We could try and force an exact match search by placing a plus sign before macular in our strategy, but let's try and keep this exercise simple.

Now for three searches using AROUND(n). Note that AROUND must be in capital letters, otherwise Google will treat it as just another search term. Specifying the number of separating words as 1, 2 and 3 gave me 1,710,000, 1,710,000 and 1,720,000 results respectively.


The results are very different from the searches incorporating the asterisk and AROUND(2) and AROUND(3) were identical. Also, it seems that with the AROUND operator Google is giving priority to documents where the terms are a phrase and not separated by any other words. It was only when I reached around 650 that I started to see phrases where my two terms were separated by one other word.

Using just AROUND without any number gave me 1,610,000 results that looked very similar to those obtained with AROUND(1).

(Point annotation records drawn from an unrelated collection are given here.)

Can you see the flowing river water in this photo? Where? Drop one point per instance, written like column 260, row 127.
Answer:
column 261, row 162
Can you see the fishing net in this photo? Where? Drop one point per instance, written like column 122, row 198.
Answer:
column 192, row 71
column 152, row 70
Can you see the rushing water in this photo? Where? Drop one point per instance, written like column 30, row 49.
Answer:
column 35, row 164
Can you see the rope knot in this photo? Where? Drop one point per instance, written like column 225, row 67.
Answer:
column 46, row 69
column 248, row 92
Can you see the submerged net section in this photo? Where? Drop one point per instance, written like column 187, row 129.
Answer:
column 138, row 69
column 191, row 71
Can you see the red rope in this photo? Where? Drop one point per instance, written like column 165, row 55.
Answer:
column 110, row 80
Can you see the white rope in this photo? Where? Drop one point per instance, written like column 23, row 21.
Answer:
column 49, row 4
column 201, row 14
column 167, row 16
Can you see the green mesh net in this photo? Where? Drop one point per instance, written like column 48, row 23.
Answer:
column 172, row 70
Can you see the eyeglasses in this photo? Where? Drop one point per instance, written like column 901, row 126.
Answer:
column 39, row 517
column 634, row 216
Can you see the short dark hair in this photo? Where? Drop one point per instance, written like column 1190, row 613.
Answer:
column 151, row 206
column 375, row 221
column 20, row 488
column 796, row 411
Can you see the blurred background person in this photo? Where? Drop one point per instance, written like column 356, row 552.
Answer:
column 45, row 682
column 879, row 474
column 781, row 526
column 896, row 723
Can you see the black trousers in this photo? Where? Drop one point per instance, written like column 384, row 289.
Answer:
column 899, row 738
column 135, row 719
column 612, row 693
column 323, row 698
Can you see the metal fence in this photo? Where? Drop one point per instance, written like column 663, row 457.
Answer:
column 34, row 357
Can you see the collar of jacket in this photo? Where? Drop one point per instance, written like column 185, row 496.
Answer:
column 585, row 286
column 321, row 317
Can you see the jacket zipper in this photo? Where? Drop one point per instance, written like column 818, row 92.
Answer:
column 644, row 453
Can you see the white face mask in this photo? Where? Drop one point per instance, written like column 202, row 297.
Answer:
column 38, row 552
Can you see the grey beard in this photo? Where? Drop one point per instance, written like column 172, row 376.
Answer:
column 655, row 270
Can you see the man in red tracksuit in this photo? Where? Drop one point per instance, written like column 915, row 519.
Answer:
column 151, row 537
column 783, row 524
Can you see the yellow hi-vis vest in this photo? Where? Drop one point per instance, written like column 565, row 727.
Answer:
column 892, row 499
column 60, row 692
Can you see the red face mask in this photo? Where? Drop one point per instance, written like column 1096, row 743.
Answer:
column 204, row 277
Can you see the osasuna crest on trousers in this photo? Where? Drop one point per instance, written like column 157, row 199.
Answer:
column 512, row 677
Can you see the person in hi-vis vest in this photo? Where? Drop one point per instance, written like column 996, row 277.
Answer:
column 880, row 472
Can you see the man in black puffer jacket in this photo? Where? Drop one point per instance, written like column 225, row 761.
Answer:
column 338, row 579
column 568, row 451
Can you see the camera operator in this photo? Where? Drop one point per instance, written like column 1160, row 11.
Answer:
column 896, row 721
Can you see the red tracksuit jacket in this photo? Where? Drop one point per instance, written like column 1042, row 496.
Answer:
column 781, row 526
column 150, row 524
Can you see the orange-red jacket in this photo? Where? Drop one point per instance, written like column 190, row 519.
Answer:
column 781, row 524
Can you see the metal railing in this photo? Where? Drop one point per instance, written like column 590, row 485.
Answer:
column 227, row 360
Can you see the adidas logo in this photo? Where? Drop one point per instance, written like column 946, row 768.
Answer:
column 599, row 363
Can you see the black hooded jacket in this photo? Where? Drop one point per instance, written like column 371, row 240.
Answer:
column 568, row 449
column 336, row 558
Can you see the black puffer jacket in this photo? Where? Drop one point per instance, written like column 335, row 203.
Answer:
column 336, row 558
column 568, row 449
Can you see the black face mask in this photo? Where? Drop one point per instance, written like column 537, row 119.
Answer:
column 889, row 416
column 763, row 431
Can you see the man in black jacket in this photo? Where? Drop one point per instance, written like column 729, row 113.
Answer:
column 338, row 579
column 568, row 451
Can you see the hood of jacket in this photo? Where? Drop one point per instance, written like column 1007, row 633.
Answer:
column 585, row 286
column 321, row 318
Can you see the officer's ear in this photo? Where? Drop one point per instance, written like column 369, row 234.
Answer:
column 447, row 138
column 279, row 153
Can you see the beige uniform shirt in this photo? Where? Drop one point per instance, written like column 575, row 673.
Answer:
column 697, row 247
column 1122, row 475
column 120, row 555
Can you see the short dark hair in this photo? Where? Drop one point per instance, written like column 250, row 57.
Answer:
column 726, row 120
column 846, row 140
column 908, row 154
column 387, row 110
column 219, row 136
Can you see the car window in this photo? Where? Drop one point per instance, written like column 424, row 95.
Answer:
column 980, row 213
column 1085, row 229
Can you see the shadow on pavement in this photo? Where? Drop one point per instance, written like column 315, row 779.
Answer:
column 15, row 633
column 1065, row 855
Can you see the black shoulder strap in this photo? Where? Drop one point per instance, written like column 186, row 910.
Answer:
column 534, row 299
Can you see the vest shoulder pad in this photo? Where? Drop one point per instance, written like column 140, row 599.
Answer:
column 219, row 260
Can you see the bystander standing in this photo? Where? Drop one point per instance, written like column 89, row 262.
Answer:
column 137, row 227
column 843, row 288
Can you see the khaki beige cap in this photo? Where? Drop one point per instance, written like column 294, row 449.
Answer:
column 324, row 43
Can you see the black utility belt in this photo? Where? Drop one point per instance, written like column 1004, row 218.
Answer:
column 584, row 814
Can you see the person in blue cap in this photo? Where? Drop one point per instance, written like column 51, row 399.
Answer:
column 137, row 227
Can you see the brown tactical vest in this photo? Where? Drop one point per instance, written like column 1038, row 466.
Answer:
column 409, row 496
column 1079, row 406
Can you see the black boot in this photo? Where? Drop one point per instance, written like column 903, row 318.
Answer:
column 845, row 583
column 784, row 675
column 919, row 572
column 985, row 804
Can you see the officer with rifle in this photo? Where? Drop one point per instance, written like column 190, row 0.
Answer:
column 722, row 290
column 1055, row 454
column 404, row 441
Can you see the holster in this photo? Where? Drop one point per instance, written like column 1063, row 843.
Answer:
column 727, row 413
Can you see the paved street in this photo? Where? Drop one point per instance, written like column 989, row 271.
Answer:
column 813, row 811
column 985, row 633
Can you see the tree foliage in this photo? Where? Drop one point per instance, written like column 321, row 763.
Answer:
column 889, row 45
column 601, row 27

Logically, one might think that macular AROUND(0) degeneration would be the same as a search on the phrase "macular degeneration". It isn't!


Not only are the number of results different (AROUND(0) comes back with 4, 250,000 compared with 1,690,000 from the phrase search) but so is the content.

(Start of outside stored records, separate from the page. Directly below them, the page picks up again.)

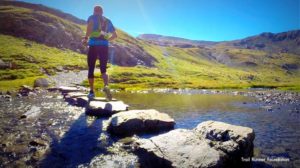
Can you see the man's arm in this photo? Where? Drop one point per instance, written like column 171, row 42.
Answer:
column 113, row 36
column 89, row 29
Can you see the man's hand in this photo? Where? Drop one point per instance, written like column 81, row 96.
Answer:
column 114, row 36
column 84, row 41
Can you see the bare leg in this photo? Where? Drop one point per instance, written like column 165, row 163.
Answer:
column 105, row 79
column 91, row 82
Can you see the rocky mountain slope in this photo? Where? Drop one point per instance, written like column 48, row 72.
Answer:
column 174, row 41
column 266, row 60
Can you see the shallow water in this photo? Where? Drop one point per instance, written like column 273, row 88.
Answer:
column 276, row 132
column 78, row 140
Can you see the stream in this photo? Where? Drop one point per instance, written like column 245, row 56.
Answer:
column 63, row 136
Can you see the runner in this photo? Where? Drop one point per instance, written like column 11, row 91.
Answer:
column 99, row 32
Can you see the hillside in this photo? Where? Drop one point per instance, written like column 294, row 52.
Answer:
column 174, row 41
column 136, row 63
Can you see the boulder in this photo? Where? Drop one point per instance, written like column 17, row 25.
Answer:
column 228, row 138
column 135, row 121
column 66, row 89
column 41, row 82
column 103, row 108
column 33, row 112
column 210, row 144
column 25, row 90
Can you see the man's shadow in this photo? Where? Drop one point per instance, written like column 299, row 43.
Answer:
column 78, row 145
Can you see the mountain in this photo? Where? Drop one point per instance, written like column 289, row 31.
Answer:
column 42, row 8
column 41, row 24
column 285, row 42
column 38, row 41
column 174, row 41
column 57, row 29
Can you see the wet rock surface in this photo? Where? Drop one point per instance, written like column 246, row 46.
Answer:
column 103, row 108
column 210, row 144
column 137, row 121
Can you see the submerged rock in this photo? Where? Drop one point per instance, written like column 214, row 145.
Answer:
column 33, row 112
column 103, row 108
column 210, row 144
column 135, row 121
column 41, row 82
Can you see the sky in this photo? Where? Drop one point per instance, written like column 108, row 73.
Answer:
column 210, row 20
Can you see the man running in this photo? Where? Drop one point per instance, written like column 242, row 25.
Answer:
column 99, row 31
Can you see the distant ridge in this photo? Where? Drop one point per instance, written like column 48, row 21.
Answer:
column 43, row 8
column 174, row 41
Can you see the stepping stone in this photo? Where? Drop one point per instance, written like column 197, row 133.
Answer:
column 210, row 144
column 75, row 94
column 100, row 107
column 71, row 98
column 82, row 101
column 137, row 121
column 33, row 112
column 66, row 89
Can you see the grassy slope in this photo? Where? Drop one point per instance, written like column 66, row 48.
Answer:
column 32, row 61
column 176, row 67
column 181, row 68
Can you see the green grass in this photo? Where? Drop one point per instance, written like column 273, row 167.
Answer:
column 31, row 60
column 175, row 67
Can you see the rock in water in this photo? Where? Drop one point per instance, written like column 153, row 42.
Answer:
column 135, row 121
column 102, row 108
column 228, row 138
column 41, row 82
column 33, row 112
column 210, row 144
column 66, row 89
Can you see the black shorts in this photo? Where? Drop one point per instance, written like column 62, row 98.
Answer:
column 95, row 52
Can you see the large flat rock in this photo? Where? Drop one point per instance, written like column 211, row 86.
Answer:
column 210, row 144
column 104, row 108
column 136, row 121
column 68, row 89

Finally, I decided to follow Phil Bradley's lead and see what happens when I try and exclude the phrase from the AROUND(0) search: macular AROUND(0) degeneration -"macular degeneration". I got 43,000 results in which the terms seemed to appear anywhere within the document, in any order and separated by any number of other words.

In conclusion, despite what I said earlier I think AROUND does work but it is difficult to test because Google always seems to give priority to pages in which your terms appear as a phrase and not separated by any other words. Its effect is probably more obvious if you are dealing with a topic that would otherwise return a very small number of results. The ranking and sorting of the results changes significantly, though, when you use AROUND so it might be worth trying if you are fed up with seeing the same documents and sites again and again. In all of the test searches I have carried out so far I still prefer the asterisk, especially if I want to be able to identify expanded phrases quickly and easily. But, as the saying goes, your mileage may vary. Feedback on your own experiences, please.